16 October 2003

The University of Queensland’s Australian Centre for Peace and Conflict Studies (ACPACS) has appointed Professor Kevin Clements as its inaugural director.

Professor Clements said he hoped to make the Centre a “one stop shop” for anyone wanting to know about peace and conflict issues in the Asia Pacific region.

“This won’t only be an academic research centre ,” he said.

“Rather it will be a centre of research and practice excellence that will contribute to and shape debates in this field both in Australia and the rest of the world.

“I would also like the Centre to become a neutral, safe space for high-level dialogues and problem-solving workshops for conflicting parties from the Asia Pacific region.

“The UQ’s location in Brisbane is a very nice bridge between Canberra, Melanesia and South East Asia.”

Professor Clements joins UQ after a five-year stint as Secretary General of International Alert, one of the world’s largest non-government organisations working towards ending conflicts around the world.

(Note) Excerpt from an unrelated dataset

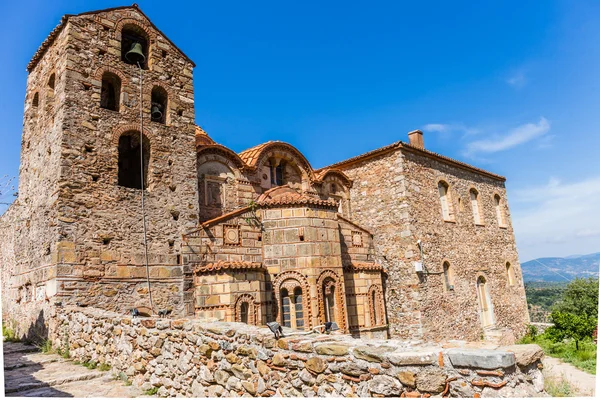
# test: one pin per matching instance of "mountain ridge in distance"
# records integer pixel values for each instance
(561, 269)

Professor Clements was also a professor at the US-based Institute for Conflict Analysis and Resolution at George Mason University in Virginia, director of the Quaker United Nations Office in Geneva and head of the Peace Research Centre at the Australian National University in Canberra.

He said issues of peace and conflict were high in people’s minds since the September 11 terrorist attacks in the US but the Bush Administration’s so-called “war on terror” however, had created its own set of problems.

“One of the more shocking realities since the ‘war on terror’ began is that al’Qaeda and related organisations have proved to be more lethal since September 11,” he said.

“And there has been an upsurge of terrorist activity in Afghanistan, Iraq and in other parts of the world,” he said.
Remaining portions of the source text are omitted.